You are lucky if you have prepared your budget, however, there is no guarantee that it will be sufficient – it is apparent to have spent more than the budget while being on a trip, but what if your budget has fallen short of your target?
You can fund your holiday trip. Depending on your financial circumstances and credit rating, you can get a personal loan or a credit card. This raises an intriguing question – which is a better option.
Some say that personal loan is a better option, and some say that credit cards are more beneficial than the former. You do not need to get down to a conclusion because what is good for others cannot work for you. This blog discusses the pros and cons of each.
The Difference between Credit Cards and Personal Loans
Though both are funding sources, they are far different from each other. A credit card is a line of credit that allows you to borrow money at any time up to the limit. Every month a bill generates and you need to pay off the balance within the due date. If you fail to pay off the debt on the due date, you will pay interest.
A personal loan is a fixed amount of debt that you take out with a direct lender on the promise that you pay it back in fixed installments. Personal loans are unsecured. They require neither guarantor nor collateral.
Credit cards allow you to borrow money off and on, but with personal loans, you know that you cannot borrow money without filling out the application form.
When can Credit Cards be a Better Option?
Credit cards are best for making small purchases. Even though you have made a budget for your holiday trip, you will likely need to spend a bit more money because of one reason and the other. This is when credit card plays a better role. Paying a small amount of money within the due date will not be tricky enough.
Here are the pros:
- You can apply for a credit card anytime. If you have a fair credit rating, you can qualify for a 0% credit card deal.
- If you know that you will be able to pay off the debt within the due date after bill generation, you should use a credit card.
- Another reason for carrying credit cards is you do not need to carry cash with you. Credit cards offer better security than cash.
- Some companies offer travel insurance that provides protection in case of theft.
Here are the cons:
- If you use your credit card to make purchases, make sure that you pay back your balance within the interest-free period. When you are on a trip, it often seems tough to pay all dues on time.
- If you withdraw cash using your credit card, you will end up paying high-interest rates. Cash advances do not allow you to avail of an interest-free period. The interest starts adding up as immediately as you withdraw cash.
When can Personal Loans be a Better Choice?
Personal loans are a better option if you have to borrow a large amount of money repaid over a period of at least six months and when you do not want to be tempted to overspend. However, it is not necessary that you cannot take out these loans if you need a small amount of money.

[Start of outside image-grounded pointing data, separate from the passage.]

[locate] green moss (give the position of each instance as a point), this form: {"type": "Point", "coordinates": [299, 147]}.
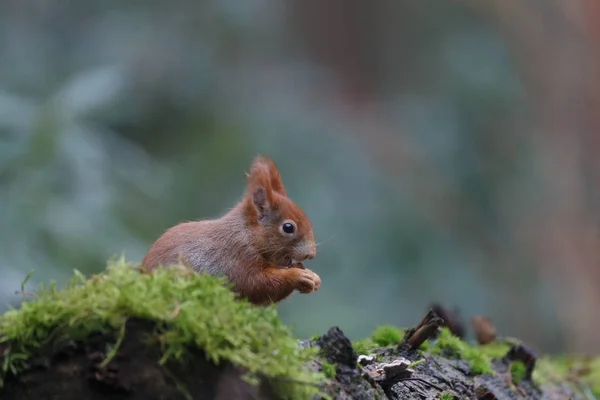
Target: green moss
{"type": "Point", "coordinates": [517, 371]}
{"type": "Point", "coordinates": [415, 363]}
{"type": "Point", "coordinates": [195, 310]}
{"type": "Point", "coordinates": [328, 369]}
{"type": "Point", "coordinates": [386, 335]}
{"type": "Point", "coordinates": [452, 346]}
{"type": "Point", "coordinates": [446, 396]}
{"type": "Point", "coordinates": [364, 346]}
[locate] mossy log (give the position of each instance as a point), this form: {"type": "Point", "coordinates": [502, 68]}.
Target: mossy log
{"type": "Point", "coordinates": [173, 334]}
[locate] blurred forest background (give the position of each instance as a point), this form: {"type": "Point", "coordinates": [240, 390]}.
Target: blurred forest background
{"type": "Point", "coordinates": [444, 150]}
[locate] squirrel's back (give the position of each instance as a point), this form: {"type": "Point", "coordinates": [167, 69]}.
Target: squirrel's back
{"type": "Point", "coordinates": [212, 246]}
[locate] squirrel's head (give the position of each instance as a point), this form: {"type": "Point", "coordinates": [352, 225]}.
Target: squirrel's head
{"type": "Point", "coordinates": [282, 232]}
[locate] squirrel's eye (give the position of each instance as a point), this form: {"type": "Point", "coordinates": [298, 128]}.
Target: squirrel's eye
{"type": "Point", "coordinates": [288, 228]}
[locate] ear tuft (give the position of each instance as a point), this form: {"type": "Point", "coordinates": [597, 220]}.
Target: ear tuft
{"type": "Point", "coordinates": [261, 202]}
{"type": "Point", "coordinates": [267, 164]}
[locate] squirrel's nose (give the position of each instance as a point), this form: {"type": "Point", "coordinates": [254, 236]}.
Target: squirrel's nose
{"type": "Point", "coordinates": [311, 253]}
{"type": "Point", "coordinates": [308, 251]}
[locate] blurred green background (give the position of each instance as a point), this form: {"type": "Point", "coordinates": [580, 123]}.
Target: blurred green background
{"type": "Point", "coordinates": [443, 150]}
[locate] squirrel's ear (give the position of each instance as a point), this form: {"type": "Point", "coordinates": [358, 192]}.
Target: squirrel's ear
{"type": "Point", "coordinates": [274, 176]}
{"type": "Point", "coordinates": [259, 189]}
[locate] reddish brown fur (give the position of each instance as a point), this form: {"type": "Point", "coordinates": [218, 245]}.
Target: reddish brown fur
{"type": "Point", "coordinates": [246, 244]}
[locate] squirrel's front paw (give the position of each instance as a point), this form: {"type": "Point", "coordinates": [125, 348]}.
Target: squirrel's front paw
{"type": "Point", "coordinates": [308, 281]}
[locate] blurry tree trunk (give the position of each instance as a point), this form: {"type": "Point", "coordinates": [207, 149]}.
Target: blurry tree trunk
{"type": "Point", "coordinates": [558, 43]}
{"type": "Point", "coordinates": [335, 33]}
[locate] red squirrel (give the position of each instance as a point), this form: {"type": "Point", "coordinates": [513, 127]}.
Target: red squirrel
{"type": "Point", "coordinates": [258, 245]}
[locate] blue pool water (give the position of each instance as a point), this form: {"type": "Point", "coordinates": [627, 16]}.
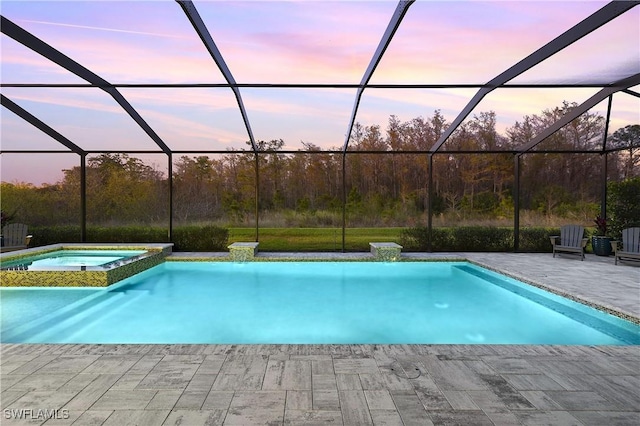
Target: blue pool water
{"type": "Point", "coordinates": [309, 302]}
{"type": "Point", "coordinates": [63, 259]}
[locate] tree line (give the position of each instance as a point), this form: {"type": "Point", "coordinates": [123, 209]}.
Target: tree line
{"type": "Point", "coordinates": [386, 181]}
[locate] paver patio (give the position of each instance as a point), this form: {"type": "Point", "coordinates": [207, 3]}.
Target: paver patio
{"type": "Point", "coordinates": [344, 384]}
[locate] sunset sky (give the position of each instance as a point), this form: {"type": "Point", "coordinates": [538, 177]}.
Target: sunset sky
{"type": "Point", "coordinates": [439, 42]}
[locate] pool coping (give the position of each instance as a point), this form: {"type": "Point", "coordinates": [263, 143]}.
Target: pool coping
{"type": "Point", "coordinates": [94, 276]}
{"type": "Point", "coordinates": [415, 257]}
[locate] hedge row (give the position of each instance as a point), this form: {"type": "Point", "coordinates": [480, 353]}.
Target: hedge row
{"type": "Point", "coordinates": [478, 239]}
{"type": "Point", "coordinates": [185, 238]}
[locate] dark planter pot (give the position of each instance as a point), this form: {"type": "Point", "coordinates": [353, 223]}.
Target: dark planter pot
{"type": "Point", "coordinates": [601, 245]}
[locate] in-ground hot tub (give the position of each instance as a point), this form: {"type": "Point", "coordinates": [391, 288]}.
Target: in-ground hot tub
{"type": "Point", "coordinates": [79, 265]}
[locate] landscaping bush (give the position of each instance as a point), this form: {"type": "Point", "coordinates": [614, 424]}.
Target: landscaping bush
{"type": "Point", "coordinates": [126, 234]}
{"type": "Point", "coordinates": [200, 238]}
{"type": "Point", "coordinates": [476, 238]}
{"type": "Point", "coordinates": [44, 235]}
{"type": "Point", "coordinates": [185, 238]}
{"type": "Point", "coordinates": [623, 204]}
{"type": "Point", "coordinates": [536, 240]}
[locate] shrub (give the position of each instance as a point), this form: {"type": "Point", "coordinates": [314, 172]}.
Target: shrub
{"type": "Point", "coordinates": [476, 238]}
{"type": "Point", "coordinates": [185, 238]}
{"type": "Point", "coordinates": [623, 203]}
{"type": "Point", "coordinates": [200, 238]}
{"type": "Point", "coordinates": [536, 240]}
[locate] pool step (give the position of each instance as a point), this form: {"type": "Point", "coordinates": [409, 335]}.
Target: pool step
{"type": "Point", "coordinates": [72, 324]}
{"type": "Point", "coordinates": [15, 334]}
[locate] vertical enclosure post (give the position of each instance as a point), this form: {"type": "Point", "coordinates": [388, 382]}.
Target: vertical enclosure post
{"type": "Point", "coordinates": [170, 188]}
{"type": "Point", "coordinates": [430, 205]}
{"type": "Point", "coordinates": [516, 204]}
{"type": "Point", "coordinates": [83, 198]}
{"type": "Point", "coordinates": [605, 158]}
{"type": "Point", "coordinates": [257, 195]}
{"type": "Point", "coordinates": [344, 200]}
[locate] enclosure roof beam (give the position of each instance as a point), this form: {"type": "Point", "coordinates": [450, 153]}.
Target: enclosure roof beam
{"type": "Point", "coordinates": [394, 23]}
{"type": "Point", "coordinates": [632, 93]}
{"type": "Point", "coordinates": [200, 27]}
{"type": "Point", "coordinates": [581, 109]}
{"type": "Point", "coordinates": [34, 43]}
{"type": "Point", "coordinates": [607, 13]}
{"type": "Point", "coordinates": [36, 122]}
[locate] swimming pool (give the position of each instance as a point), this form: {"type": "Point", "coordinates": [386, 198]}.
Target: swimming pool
{"type": "Point", "coordinates": [309, 302]}
{"type": "Point", "coordinates": [69, 259]}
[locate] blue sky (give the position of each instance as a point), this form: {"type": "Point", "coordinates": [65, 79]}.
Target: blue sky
{"type": "Point", "coordinates": [453, 42]}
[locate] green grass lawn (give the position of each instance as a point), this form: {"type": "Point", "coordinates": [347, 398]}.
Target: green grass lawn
{"type": "Point", "coordinates": [315, 239]}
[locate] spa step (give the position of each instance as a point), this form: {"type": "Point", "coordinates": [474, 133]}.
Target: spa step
{"type": "Point", "coordinates": [72, 324]}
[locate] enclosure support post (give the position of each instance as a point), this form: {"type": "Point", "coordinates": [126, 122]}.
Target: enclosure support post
{"type": "Point", "coordinates": [170, 184]}
{"type": "Point", "coordinates": [83, 198]}
{"type": "Point", "coordinates": [603, 194]}
{"type": "Point", "coordinates": [516, 204]}
{"type": "Point", "coordinates": [344, 200]}
{"type": "Point", "coordinates": [430, 205]}
{"type": "Point", "coordinates": [257, 195]}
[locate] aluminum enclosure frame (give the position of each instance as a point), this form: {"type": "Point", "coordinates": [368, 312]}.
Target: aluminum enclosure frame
{"type": "Point", "coordinates": [588, 25]}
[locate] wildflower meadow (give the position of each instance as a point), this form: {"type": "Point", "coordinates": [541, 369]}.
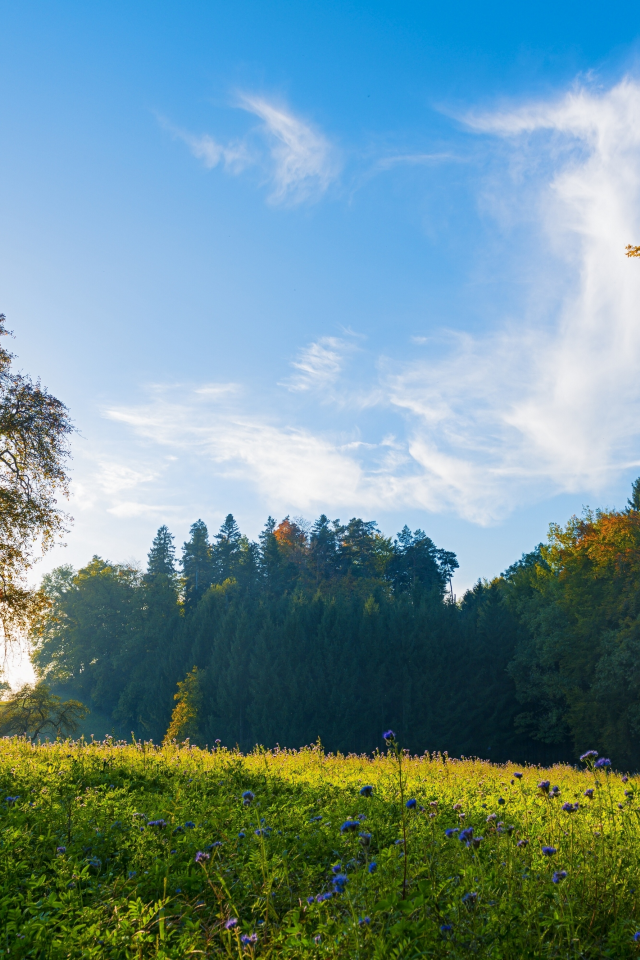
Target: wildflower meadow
{"type": "Point", "coordinates": [111, 849]}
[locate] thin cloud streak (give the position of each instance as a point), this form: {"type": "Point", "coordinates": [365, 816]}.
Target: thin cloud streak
{"type": "Point", "coordinates": [547, 402]}
{"type": "Point", "coordinates": [297, 160]}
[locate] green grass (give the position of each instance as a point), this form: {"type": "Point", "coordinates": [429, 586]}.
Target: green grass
{"type": "Point", "coordinates": [124, 888]}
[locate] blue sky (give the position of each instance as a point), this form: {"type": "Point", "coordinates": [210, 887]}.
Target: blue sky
{"type": "Point", "coordinates": [361, 259]}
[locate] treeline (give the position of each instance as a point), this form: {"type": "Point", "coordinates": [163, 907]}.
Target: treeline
{"type": "Point", "coordinates": [335, 631]}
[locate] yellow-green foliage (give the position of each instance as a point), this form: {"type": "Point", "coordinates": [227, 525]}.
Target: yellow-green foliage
{"type": "Point", "coordinates": [184, 719]}
{"type": "Point", "coordinates": [98, 847]}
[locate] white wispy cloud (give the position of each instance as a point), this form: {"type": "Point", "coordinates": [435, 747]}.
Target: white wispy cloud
{"type": "Point", "coordinates": [547, 401]}
{"type": "Point", "coordinates": [295, 158]}
{"type": "Point", "coordinates": [304, 161]}
{"type": "Point", "coordinates": [319, 364]}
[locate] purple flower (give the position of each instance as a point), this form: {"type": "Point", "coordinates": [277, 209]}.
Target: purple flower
{"type": "Point", "coordinates": [339, 882]}
{"type": "Point", "coordinates": [349, 826]}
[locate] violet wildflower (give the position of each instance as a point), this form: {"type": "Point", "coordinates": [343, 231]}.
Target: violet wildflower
{"type": "Point", "coordinates": [339, 882]}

Quick loans are short-term personal loans that you can take out as long as you do not need more than £2,500 (~ INR 232,000). The minimum amount you can borrow with quick loans (opens in a new tab/window) is £1,000 (~INR 93,000) in the UK.

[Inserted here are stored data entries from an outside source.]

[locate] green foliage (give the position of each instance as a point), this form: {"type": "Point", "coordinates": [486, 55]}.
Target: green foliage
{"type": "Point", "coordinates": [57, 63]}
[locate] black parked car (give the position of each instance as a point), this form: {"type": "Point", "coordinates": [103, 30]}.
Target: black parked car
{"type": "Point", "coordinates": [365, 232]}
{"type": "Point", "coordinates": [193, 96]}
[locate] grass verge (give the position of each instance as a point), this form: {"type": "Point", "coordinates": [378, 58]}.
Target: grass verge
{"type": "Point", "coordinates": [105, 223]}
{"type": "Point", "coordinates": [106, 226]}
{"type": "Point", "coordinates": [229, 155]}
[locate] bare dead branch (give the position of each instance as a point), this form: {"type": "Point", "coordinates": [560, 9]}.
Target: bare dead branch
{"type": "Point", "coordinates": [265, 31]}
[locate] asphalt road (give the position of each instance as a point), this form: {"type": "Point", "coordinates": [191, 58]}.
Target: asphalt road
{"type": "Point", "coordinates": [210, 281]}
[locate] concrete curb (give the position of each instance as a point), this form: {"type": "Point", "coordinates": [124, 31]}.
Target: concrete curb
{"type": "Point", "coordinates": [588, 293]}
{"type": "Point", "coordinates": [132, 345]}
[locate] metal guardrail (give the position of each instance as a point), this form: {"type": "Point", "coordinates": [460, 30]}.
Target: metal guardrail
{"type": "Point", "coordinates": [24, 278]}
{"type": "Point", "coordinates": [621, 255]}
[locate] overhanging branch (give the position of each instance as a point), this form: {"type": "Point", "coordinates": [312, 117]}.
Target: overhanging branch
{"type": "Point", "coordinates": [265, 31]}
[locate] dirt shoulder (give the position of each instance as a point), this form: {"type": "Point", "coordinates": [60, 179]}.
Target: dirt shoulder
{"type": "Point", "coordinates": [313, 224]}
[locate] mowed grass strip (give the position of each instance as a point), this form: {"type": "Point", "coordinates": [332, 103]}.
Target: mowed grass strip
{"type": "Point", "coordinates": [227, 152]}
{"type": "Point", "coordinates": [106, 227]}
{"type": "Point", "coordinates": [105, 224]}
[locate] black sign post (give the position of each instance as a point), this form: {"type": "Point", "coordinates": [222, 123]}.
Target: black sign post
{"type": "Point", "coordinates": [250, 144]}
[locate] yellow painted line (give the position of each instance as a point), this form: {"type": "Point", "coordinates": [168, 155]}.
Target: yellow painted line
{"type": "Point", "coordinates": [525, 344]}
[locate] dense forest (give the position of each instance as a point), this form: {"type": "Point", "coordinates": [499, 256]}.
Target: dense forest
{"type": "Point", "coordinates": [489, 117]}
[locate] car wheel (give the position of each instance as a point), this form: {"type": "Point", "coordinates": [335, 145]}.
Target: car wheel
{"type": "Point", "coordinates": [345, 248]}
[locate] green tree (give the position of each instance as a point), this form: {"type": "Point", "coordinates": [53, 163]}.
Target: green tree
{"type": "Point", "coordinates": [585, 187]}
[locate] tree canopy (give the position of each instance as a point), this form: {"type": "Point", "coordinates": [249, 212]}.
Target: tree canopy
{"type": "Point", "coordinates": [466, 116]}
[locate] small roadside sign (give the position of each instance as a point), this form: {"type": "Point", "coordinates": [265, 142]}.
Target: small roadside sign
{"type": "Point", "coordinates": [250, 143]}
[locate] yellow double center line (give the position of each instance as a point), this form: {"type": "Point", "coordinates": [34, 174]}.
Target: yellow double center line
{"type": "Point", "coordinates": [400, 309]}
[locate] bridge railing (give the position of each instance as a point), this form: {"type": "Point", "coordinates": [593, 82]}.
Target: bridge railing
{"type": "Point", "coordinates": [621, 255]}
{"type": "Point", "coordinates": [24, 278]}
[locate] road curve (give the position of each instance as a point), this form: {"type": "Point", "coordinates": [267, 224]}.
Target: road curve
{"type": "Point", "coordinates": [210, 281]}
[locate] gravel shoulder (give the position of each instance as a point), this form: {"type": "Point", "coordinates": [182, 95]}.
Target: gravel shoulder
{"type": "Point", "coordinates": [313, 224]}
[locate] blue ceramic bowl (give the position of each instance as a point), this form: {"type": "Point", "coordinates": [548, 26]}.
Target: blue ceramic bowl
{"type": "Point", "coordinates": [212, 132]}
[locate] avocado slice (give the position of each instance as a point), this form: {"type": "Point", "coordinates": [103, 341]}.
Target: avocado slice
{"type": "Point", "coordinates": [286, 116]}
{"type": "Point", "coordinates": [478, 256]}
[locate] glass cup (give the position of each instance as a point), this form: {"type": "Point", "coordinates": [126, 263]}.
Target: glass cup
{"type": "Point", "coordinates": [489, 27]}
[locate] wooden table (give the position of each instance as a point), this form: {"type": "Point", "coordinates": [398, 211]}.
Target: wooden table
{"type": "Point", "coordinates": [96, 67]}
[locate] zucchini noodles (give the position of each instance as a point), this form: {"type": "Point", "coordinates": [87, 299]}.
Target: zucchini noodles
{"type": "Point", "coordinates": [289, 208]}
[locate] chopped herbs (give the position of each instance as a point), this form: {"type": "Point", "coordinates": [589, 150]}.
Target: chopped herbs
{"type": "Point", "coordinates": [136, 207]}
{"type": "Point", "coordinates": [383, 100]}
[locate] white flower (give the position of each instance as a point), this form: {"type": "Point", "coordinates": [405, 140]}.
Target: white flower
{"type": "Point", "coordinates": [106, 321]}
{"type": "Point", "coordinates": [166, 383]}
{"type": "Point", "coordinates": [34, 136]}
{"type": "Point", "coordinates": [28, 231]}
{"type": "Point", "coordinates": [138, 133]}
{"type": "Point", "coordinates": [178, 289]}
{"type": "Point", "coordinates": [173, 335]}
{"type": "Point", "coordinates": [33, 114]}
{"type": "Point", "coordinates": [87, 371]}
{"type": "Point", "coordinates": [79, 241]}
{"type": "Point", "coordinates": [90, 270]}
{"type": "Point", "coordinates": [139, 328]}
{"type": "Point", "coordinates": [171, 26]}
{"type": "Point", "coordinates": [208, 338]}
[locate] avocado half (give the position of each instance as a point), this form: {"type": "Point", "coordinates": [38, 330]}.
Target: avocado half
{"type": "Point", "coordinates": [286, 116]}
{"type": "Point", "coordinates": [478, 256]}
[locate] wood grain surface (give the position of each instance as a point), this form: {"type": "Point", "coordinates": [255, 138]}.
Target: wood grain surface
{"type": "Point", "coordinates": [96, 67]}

Remember that this approach is beneficial when you are sure that you will need this much money. Otherwise, it will prove an expensive deal. Unlike credit cards, there is no interest-free period. As you borrow money, the interest starts accumulating.
Here are the pros:
- Personal loans are perfect for planned expenses.

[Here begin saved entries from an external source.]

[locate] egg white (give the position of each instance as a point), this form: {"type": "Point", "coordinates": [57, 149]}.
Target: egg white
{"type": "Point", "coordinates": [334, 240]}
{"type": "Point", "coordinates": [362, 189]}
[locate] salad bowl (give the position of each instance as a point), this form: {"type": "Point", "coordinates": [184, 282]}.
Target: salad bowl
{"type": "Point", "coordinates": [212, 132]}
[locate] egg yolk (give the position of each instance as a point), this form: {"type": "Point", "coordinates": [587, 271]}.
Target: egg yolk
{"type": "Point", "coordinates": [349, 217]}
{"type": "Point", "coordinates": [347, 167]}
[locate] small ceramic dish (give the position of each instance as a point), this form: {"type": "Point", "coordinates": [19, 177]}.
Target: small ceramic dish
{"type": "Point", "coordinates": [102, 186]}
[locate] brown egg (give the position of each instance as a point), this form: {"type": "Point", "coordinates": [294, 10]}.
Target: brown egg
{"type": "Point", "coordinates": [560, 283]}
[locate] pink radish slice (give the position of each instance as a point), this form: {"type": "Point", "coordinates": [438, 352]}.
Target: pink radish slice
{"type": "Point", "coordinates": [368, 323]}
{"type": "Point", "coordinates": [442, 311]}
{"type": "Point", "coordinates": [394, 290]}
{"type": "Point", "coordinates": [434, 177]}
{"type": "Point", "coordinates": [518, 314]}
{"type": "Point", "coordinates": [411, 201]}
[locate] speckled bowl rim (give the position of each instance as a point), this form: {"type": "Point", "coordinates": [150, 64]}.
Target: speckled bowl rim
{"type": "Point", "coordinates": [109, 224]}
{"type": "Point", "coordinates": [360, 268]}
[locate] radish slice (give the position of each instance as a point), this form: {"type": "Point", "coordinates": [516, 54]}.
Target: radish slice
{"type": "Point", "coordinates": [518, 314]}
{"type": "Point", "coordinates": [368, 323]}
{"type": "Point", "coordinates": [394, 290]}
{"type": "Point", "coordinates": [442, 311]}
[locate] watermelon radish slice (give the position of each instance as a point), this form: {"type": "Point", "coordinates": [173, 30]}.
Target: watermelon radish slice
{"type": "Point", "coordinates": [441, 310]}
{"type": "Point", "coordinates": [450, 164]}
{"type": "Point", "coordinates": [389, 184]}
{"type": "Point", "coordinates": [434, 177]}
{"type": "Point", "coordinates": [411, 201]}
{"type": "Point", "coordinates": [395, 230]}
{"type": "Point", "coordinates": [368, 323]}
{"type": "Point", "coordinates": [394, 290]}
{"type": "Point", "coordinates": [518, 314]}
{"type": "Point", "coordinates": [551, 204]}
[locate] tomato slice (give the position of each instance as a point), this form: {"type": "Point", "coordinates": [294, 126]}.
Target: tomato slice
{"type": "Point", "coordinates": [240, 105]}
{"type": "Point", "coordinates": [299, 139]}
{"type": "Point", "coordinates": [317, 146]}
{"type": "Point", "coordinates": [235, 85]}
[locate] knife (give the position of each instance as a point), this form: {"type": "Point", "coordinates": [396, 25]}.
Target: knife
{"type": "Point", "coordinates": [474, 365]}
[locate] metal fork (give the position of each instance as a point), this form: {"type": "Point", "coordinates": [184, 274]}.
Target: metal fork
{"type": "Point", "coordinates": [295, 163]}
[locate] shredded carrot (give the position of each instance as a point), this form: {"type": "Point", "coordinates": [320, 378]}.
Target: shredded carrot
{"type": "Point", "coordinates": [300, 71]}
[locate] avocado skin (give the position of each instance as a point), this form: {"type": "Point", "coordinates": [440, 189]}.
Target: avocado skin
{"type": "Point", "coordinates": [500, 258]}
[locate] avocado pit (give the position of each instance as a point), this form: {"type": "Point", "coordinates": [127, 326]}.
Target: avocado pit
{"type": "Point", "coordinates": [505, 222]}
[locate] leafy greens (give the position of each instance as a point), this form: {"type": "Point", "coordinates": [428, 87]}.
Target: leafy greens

- Your trip is not very long as short-term personal loans sometimes require a lump sum payment.
Here are the cons:
- You will end up paying a bit of high-interest rates in case of bad credit.
- You may have to pay processing and administration fees.
- If you pay before the scheduled date, you will likely pay a prepayment penalty.
Whether you use a credit card or a personal loan, it totally depends on your choice and circumstances. However, you can leverage the benefits of both if you do not have a complete idea of your expenditure. Both options can work in your favor as long as you do not make a default.